Licensed to Dill (Pickled and Preserved Mystery) by Mary Ellen Hughes

Licensed to DillReviewed by Caryn St. Clair

Piper Lamb returns in the second “Pickled and Preserved Mystery.” Having successfully launched Piper’s Picklings, her shop of all things pickled in The Pickled Piper, Piper’s life seems to be back on track. Her relationship with Will is going well, her business is thriving and she has settled into the comfortable rhythms of small town Cloverdale, New York. But things seldom remain the same for long and unfortunately for Piper, the changes that were to come caused some pretty big upsets in her life.

First, her former fiancé not only wants back into her life, he wants her life. After leaving her to wander the world he is not only back in the country, he has decided to move to Cloverdale and open a legal practice just down the street from her shop. Repeatedly she tells him there is no “them” as a couple but repeatedly he manages to wiggle into her day to day life, leaving Will to wonder where he fits in to all of this.

But the bigger development is that an Italian soccer club is coming to play a series of games against the local team. This is possible because the Italian’s team coach, Raffaele Conti, was an exchange student in Cloverdale when he was in high school. Unfortunately, his homecoming is not a pleasant one. There are many hard feelings and resentments from some things he did when he was an exchange student and those feelings are rekindled when he returns. Anyone who reads mysteries can see where this is going. Before you know it, Conti is found dead in the dill field owned by Gerald Standley-someone who has more resentment than most towards Conti.
Since Standley is one of Piper’s main suppliers, Piper offers to help investigate.

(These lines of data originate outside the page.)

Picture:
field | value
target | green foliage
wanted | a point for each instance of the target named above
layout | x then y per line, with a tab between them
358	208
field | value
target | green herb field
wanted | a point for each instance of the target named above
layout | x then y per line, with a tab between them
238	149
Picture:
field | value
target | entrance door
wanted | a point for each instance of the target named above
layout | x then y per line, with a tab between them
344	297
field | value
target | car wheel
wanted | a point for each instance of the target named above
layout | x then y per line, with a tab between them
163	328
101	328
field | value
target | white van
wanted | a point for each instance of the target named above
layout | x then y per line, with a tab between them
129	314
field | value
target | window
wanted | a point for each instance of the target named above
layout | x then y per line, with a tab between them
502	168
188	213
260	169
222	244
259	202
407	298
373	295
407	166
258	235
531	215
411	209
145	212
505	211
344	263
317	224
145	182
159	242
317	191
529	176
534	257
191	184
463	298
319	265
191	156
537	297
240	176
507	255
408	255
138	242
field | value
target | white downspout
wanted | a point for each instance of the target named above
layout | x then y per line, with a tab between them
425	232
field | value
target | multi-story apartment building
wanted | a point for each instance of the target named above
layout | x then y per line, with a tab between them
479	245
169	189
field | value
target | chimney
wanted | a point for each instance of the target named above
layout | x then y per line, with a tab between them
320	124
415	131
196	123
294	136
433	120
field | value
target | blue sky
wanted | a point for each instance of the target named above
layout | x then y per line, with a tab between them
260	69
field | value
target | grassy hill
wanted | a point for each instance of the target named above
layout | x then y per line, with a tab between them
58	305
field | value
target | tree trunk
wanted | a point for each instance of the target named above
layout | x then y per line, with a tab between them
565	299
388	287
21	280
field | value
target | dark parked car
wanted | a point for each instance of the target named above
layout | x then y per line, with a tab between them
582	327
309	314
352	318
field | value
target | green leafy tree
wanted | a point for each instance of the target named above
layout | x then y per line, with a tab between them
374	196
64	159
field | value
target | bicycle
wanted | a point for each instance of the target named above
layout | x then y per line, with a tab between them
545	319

I admit I was skeptical when the first book in this series came out. I didn’t see how a series could be built around pickling. I am happy to say I was wrong. Piper and the other regular characters of the series make Cloverdale a place I’d like to visit time and again. The author has injected a bit of romance into the series without having it take over the mystery. But most importantly, the two books in the series so far have very different plots showing off the community and characters from different angles. There are the expected recipes in the back of the book and I suppose they are terrific, but this series does not need the “recipes included” gimmick to sell itself. Piper does that just fine all by herself.